Ela
Ela se levanta às 6. Distraída na disciplina das horas, faz barulhos pela casa, acorda as filhas, prepara o café, cuida dos seus.
Depois, se veste correndo, atrasos inevitáveis, dispersa na vida. Bate a porta e vai até à escola. Beija e abençoa. Confia nas proteções que não vê, mas sente.
Volta para casa, dirige e pensa num roteiro estruturado que cria para si a cada dia. Obedece às leis do trânsito, cumpre todas as leis. São muitas leis.
Conserva e recolhe sentimentos, detalhes, dentro de si, em potes preciosos, enfileirados, preservados. Tesouros refletidos em seus grandes olhos. Castanhos.
Logo depois, se expande. Sorri para o porteiro, acena para a faxineira, conversa com o lavador de carros. Palavras amenas, doces, macias em algodão, que se transformam em agulhas e ferem, mal vislumbra uma deslealdade, uma ironia. Endurece o corpo. Vira pedra.
Também aplica rigores nos cuidados da casa. Pressiona as filhas, o marido. Organiza, exige, busca perfeição. Precisa de ordem para não se perder no seu mundo interno.

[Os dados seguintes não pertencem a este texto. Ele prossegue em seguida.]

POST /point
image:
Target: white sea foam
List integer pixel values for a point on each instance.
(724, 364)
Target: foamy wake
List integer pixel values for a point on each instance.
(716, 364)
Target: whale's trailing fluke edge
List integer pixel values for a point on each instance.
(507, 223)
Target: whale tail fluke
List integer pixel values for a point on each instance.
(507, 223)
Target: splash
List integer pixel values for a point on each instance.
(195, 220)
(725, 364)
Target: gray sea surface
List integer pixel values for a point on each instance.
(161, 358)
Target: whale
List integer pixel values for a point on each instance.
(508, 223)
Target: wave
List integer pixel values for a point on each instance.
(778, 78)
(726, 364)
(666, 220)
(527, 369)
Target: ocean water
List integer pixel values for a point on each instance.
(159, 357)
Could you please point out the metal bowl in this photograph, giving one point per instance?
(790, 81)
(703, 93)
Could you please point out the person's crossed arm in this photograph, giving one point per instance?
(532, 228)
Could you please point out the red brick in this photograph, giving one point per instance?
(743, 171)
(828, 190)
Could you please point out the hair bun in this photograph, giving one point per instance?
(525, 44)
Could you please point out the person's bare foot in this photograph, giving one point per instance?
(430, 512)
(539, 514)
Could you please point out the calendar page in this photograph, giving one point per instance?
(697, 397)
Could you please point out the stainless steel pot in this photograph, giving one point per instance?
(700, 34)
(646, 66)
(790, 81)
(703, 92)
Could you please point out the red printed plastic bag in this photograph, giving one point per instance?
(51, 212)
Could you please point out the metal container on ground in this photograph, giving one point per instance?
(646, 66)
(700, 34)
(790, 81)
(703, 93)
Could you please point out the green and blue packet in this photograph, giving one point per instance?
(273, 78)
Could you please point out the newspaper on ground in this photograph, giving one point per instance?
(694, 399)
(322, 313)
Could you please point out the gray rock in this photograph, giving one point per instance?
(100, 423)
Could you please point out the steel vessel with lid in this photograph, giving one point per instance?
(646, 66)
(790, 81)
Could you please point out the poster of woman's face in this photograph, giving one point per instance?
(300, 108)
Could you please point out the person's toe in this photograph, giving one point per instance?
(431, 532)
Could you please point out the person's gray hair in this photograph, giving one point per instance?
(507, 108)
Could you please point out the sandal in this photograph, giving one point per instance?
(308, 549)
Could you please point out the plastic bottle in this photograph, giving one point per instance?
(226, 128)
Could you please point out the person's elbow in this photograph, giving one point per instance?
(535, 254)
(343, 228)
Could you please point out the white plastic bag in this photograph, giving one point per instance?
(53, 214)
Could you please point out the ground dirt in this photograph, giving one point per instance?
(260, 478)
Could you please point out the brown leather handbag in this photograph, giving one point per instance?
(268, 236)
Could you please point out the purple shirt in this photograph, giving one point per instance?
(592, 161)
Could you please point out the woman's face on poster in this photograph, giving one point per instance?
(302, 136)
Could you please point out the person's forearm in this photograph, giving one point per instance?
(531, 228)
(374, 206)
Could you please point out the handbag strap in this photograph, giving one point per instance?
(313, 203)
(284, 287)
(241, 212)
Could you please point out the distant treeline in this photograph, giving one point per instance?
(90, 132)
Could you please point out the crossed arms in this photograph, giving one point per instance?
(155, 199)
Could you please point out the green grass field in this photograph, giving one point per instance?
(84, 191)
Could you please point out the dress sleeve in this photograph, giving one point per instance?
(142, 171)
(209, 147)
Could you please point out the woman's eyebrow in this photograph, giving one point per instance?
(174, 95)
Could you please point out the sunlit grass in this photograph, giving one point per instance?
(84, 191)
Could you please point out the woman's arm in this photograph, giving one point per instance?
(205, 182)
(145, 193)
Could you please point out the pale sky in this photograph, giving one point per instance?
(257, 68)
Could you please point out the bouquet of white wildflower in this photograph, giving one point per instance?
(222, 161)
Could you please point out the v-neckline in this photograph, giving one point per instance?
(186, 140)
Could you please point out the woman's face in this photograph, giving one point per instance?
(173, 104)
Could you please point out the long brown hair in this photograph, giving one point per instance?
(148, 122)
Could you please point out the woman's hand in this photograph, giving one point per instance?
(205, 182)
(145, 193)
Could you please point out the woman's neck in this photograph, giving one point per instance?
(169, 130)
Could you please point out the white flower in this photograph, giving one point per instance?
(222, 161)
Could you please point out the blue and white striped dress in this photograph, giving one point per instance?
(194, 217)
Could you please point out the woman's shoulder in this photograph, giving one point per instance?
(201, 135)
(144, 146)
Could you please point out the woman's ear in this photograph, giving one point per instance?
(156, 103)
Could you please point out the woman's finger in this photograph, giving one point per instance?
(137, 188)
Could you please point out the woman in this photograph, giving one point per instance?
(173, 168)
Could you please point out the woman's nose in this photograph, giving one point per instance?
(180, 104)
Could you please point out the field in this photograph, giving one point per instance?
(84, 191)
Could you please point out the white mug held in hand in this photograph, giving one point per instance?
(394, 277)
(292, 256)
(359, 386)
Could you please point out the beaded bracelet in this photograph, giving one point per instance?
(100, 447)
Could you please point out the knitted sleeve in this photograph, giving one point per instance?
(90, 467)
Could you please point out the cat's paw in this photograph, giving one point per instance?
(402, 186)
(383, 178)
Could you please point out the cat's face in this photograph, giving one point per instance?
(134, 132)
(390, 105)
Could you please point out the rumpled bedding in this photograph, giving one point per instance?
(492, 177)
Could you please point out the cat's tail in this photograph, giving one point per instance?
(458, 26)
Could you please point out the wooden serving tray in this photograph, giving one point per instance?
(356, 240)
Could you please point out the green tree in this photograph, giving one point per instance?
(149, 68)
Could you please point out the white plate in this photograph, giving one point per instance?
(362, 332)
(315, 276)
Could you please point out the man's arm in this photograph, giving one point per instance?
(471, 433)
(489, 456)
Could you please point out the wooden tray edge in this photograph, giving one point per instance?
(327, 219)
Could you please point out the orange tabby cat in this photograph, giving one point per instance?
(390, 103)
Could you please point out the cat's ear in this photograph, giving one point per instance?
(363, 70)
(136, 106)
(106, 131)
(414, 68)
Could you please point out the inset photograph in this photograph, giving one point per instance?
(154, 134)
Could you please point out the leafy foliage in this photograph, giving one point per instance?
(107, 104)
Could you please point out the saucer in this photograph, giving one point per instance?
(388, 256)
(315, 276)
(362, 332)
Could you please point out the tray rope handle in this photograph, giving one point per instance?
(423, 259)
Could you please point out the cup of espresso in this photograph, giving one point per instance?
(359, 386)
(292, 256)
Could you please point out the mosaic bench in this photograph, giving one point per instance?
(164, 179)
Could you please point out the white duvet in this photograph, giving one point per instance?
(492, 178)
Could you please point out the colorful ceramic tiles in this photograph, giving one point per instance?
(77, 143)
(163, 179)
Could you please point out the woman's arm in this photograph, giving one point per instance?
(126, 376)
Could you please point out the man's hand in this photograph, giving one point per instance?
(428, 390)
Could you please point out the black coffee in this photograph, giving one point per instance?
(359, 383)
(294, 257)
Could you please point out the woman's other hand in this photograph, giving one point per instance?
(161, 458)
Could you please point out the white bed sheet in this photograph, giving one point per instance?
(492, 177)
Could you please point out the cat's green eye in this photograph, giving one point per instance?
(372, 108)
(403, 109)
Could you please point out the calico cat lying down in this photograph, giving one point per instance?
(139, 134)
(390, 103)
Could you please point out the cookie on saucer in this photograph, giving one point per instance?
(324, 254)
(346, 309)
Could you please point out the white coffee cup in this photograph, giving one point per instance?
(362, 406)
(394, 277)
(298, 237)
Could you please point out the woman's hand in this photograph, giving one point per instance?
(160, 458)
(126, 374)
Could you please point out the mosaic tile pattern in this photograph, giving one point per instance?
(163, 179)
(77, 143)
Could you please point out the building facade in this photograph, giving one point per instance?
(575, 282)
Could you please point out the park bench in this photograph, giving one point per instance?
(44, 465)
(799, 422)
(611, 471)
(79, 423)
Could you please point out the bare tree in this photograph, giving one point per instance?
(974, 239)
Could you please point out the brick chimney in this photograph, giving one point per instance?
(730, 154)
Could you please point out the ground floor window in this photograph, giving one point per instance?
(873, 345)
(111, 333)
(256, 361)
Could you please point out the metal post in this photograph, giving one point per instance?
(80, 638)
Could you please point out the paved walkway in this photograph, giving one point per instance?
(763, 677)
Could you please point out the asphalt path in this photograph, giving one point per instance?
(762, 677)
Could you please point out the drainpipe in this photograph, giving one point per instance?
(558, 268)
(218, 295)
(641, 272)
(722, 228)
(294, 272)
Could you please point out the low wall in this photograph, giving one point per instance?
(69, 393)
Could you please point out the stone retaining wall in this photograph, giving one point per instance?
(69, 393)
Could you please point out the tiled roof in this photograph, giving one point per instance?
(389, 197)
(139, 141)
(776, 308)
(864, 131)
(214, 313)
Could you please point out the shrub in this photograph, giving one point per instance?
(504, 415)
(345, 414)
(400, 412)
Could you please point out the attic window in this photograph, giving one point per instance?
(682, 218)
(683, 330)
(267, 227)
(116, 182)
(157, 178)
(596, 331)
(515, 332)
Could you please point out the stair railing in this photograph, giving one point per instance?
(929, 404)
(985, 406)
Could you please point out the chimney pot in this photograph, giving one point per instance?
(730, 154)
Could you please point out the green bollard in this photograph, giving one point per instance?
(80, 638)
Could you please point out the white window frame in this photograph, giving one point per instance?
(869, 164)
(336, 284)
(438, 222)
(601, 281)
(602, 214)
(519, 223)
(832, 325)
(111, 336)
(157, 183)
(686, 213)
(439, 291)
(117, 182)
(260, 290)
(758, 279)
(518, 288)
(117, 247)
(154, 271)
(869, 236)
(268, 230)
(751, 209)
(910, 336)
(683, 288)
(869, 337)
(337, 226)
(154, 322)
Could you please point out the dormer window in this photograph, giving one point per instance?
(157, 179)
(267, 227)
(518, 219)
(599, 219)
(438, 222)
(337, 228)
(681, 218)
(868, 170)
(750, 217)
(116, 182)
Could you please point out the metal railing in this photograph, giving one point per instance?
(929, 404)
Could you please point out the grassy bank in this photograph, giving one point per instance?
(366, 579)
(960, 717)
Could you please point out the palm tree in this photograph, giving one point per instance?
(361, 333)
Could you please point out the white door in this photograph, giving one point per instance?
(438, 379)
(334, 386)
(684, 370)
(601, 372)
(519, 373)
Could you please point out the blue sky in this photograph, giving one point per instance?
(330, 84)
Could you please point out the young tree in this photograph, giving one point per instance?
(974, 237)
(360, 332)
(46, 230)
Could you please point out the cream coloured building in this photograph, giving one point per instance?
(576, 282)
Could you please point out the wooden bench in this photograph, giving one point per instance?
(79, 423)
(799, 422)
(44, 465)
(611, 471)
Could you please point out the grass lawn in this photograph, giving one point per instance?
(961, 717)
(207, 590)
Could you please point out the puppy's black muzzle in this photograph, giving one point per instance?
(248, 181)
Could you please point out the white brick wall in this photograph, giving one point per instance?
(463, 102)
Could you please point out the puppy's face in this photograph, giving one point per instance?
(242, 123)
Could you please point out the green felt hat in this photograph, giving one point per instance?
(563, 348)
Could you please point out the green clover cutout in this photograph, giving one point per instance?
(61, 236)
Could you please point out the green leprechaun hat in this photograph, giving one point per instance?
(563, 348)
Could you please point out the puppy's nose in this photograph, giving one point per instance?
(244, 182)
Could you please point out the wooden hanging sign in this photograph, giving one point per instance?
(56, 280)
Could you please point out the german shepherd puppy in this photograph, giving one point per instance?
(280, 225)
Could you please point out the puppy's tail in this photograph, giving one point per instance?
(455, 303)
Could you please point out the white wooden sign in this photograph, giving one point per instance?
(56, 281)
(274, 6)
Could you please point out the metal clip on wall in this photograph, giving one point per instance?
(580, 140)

Voa por paisagens que descortina em janelas ocultas. Abre portas invisíveis quando está em contato com a natureza e as artes. Volta-se para o belo com fome e sede.
Está dentro e fora de casa ao mesmo tempo. Sem pressa. Sabe ficar com os seus afetos, cultivar os amores, nutrir a alegria, presente no sorriso que distribui — um pouco reservada, um tanto ingênua, muito sincera — pelo mundinho que a cerca.